Le Gouvernement haïtien gère des programmes à petite échelle de sensibilisation du public et de réduction de la demande financés par l’intermédiaire de la commission pour la politique de contrôle des drogues (CONALD), mais il n’existe aucune donnée sur leur impact ou leur utilité » note le rapport, ajoutant « Le Gouvernement haïtien, en tant qu’institution, n’encourage ni ne facilite les activités illégales liées au trafic de drogue ou au blanchiment du produit de transactions de drogues illicites. Cependant, l’efficacité des mesures prises par les gouvernements pour lutter contre la corruption, en particulier en ce qui concerne les drogues illicites, est limité par un manque de volonté politique et par la médiocrité des performances judiciaires, due à des codes de procédure pénale et pénale obsolètes, à des procédures judiciaires opaques, à un manque de contrôle judiciaire et à une corruption judiciaire généralisée.

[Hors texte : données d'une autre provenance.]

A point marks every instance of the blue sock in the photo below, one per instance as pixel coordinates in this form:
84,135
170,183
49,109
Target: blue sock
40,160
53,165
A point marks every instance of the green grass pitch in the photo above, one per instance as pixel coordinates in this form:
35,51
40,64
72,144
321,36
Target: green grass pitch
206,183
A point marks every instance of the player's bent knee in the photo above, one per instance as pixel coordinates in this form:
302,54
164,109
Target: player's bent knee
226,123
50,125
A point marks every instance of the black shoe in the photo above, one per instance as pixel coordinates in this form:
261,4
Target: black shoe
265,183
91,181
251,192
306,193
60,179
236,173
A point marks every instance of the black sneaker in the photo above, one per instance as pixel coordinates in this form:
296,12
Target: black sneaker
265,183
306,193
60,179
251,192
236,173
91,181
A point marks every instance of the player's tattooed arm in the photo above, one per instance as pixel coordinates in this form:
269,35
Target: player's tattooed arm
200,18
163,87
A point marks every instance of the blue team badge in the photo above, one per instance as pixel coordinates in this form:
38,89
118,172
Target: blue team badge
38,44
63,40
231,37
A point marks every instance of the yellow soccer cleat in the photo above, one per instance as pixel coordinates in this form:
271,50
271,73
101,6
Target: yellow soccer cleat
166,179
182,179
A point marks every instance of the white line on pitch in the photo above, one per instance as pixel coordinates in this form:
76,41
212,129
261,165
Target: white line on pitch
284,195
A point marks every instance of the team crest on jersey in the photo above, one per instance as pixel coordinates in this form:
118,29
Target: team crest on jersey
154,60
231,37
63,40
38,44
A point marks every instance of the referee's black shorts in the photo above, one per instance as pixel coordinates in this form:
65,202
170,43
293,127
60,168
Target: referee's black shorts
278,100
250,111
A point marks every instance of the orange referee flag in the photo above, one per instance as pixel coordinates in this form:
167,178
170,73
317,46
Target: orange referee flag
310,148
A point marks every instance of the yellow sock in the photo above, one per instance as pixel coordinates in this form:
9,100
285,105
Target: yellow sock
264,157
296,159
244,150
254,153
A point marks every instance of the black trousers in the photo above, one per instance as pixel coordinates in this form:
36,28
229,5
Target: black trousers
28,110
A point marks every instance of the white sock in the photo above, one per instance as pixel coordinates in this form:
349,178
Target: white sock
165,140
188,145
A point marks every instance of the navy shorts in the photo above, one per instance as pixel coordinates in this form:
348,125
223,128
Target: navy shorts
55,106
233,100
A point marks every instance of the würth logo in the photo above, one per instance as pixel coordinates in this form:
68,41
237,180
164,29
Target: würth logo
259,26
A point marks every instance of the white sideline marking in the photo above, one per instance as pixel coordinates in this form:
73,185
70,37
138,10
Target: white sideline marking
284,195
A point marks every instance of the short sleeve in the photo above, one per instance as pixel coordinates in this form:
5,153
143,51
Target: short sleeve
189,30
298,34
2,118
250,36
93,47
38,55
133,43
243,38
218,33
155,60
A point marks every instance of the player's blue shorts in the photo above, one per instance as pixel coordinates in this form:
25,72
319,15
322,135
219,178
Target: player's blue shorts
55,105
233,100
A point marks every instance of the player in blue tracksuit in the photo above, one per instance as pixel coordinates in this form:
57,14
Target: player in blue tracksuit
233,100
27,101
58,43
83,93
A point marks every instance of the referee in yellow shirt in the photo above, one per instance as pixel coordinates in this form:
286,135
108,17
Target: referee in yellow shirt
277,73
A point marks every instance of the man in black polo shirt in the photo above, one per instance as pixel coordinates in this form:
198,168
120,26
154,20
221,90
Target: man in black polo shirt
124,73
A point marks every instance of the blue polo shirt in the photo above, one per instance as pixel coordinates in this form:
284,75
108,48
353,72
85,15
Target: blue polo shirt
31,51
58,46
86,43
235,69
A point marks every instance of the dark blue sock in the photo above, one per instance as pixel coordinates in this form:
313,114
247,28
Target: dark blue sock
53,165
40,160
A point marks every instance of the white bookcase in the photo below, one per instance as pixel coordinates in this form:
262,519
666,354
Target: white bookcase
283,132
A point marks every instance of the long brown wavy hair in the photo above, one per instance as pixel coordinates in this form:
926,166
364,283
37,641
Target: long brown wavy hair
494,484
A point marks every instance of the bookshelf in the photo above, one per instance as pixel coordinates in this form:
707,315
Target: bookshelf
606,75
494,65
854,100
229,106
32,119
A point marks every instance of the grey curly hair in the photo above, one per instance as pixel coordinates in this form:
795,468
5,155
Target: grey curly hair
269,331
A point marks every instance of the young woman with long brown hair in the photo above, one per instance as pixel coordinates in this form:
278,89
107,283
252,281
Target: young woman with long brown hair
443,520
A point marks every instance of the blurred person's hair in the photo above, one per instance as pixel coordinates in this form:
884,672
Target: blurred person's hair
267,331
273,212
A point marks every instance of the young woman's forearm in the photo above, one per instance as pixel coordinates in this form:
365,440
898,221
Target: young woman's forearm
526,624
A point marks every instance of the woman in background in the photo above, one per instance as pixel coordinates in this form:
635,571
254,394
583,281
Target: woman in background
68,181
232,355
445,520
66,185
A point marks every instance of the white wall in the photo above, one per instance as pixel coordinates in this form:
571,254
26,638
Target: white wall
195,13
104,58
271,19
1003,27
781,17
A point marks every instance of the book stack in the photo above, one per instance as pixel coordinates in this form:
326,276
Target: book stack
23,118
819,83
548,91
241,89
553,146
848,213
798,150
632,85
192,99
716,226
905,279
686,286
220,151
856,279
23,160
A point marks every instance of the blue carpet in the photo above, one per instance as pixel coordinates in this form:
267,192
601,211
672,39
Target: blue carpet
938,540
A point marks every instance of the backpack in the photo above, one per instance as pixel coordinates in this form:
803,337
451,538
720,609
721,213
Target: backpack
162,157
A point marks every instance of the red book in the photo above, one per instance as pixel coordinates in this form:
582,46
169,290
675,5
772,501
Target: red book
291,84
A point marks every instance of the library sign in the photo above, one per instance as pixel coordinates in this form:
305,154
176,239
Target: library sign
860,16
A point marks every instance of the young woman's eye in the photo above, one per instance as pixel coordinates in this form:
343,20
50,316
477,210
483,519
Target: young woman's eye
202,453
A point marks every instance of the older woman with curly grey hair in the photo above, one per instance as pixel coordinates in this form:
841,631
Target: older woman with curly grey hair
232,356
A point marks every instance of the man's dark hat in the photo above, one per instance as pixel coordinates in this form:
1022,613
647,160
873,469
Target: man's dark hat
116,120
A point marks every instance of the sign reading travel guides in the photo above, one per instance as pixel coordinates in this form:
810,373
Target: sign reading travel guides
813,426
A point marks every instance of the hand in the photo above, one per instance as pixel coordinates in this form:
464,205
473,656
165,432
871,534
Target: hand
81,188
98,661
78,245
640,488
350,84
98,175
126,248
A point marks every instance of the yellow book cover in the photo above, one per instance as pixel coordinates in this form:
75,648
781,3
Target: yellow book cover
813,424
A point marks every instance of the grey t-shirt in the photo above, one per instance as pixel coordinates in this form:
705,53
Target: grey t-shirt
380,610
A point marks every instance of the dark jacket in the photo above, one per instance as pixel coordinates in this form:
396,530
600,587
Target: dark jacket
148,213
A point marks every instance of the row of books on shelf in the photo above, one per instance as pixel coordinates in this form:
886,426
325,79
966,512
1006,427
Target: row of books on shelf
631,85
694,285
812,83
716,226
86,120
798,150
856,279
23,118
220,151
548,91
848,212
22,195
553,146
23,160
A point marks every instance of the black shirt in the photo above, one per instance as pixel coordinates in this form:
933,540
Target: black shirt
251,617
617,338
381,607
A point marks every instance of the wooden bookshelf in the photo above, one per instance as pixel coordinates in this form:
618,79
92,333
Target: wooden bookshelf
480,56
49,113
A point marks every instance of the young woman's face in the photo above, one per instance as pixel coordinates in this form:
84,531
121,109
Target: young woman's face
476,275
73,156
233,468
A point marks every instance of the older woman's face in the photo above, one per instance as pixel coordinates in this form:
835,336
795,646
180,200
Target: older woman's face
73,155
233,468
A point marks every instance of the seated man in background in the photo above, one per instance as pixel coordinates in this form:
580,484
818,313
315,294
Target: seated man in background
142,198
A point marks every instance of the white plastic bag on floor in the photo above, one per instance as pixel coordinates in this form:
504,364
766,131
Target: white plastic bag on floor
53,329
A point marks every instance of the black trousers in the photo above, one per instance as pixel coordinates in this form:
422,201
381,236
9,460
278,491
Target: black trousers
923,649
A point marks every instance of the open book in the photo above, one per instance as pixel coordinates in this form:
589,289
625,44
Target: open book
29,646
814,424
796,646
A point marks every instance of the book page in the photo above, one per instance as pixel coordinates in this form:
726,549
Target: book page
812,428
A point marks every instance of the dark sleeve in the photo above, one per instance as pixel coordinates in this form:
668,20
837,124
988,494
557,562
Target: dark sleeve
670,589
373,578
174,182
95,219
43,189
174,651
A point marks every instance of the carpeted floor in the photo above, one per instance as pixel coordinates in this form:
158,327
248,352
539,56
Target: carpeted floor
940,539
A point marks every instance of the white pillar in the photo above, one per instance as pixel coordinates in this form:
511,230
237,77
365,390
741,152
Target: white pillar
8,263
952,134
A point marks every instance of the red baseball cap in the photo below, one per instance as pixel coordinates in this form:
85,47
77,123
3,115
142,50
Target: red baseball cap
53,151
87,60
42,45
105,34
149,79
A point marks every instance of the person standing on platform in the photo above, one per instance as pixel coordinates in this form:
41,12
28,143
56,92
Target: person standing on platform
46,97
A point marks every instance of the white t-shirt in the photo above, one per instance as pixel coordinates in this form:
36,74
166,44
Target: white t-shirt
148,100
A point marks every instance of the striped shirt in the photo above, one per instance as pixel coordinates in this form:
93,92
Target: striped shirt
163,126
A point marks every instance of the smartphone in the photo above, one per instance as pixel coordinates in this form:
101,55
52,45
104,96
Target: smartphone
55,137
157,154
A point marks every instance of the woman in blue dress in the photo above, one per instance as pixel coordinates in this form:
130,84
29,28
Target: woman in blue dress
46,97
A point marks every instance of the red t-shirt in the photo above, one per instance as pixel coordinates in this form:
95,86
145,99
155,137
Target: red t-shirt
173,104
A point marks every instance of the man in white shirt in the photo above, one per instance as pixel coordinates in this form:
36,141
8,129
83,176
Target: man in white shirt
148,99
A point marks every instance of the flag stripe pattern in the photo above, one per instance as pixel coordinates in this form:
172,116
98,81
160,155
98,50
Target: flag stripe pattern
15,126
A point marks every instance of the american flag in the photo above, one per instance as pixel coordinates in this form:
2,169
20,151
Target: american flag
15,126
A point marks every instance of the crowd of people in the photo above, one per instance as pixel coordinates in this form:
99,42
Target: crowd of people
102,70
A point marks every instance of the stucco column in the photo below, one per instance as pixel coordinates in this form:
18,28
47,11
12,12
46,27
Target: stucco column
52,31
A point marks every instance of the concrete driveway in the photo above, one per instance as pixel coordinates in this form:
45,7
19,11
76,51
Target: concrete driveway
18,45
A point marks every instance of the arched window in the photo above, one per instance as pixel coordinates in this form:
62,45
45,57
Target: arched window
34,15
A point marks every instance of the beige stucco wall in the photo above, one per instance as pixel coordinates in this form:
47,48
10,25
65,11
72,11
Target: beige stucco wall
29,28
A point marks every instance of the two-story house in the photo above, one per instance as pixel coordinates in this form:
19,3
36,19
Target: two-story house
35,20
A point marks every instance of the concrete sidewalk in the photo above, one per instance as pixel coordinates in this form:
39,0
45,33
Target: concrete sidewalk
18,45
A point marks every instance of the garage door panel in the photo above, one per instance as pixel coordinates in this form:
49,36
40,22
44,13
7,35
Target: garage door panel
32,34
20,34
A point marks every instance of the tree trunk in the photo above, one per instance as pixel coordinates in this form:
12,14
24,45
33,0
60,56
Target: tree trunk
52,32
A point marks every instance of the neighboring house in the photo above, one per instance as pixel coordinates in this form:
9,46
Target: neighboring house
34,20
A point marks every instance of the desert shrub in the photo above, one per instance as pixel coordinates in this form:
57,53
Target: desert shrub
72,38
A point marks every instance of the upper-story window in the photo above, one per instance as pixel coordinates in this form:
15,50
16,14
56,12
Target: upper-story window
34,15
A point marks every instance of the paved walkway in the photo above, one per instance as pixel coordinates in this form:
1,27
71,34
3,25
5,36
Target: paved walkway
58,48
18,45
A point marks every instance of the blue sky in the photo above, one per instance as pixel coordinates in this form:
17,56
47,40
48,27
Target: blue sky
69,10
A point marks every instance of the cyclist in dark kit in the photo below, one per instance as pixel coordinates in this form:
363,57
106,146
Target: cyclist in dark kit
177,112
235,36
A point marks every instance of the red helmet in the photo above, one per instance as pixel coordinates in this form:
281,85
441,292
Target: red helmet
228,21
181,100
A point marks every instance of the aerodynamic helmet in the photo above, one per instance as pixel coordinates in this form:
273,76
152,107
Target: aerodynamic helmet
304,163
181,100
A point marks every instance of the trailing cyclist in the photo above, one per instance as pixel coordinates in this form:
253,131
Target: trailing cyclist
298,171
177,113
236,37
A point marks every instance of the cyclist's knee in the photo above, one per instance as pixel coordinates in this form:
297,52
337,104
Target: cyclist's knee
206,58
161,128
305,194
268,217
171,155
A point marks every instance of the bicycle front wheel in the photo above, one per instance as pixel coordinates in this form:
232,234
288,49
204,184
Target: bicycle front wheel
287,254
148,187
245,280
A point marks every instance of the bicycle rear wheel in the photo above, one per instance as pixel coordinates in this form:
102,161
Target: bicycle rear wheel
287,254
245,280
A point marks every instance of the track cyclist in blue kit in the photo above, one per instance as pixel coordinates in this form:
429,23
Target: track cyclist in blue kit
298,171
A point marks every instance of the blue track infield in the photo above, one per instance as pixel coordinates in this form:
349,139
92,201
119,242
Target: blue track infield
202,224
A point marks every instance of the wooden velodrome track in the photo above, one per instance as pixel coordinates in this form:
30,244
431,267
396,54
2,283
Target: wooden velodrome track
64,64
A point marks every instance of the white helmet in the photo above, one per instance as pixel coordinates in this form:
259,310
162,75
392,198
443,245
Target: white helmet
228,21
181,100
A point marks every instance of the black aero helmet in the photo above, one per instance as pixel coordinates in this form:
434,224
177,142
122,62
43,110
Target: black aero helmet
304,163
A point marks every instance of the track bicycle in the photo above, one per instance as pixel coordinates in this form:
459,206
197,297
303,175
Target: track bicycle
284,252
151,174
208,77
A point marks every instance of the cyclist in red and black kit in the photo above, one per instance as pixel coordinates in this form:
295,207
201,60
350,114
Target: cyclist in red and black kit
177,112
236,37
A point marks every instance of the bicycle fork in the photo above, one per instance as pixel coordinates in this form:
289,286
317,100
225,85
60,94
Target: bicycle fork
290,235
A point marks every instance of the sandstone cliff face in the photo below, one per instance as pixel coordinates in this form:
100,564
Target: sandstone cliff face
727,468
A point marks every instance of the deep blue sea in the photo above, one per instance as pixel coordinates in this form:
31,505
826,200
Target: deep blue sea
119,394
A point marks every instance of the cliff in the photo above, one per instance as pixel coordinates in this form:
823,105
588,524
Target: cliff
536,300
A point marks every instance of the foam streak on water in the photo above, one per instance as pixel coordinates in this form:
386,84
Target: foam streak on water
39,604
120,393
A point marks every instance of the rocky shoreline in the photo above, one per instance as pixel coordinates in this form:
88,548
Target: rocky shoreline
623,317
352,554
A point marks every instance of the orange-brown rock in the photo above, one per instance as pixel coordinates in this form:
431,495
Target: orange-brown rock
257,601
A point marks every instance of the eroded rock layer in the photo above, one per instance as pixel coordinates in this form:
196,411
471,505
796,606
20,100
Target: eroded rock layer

Le développement institutionnel continu de la PNH et de la BLTS est une tendance positive qui a contribué à améliorer la sécurité publique et a légèrement accru la capacité d’Haïti à interdire le trafic de drogue. Cependant, le dysfonctionnement du système judiciaire haïtien limite considérablement les poursuites nationales dans les affaires de drogue et réduit ainsi les obstacles au trafic. Les saisies de drogue restent faibles et la capacité minimale d’Haïti à contrôler ses frontières maritimes et terrestres continue de susciter l’inquiétude. L’engagement soutenu des États-Unis à l’appui des opérations du BLTS et le développement général de la PNH aideront les forces de l’ordre haïtiennes à tirer parti des gains marginaux en termes de capacité de lutte anti-drogue. Les avantages de tels gains seront toutefois limités si le système judiciaire reste faible, corrompu et ne condamne pas les trafiquants de drogue. Seul le renforcement simultané de la volonté politique, du pouvoir judiciaire, de l’application de la loi et de la sécurité des frontières permettra à Haïti de faire de réels progrès dans la lutte contre le trafic de drogue » conclus le rapport.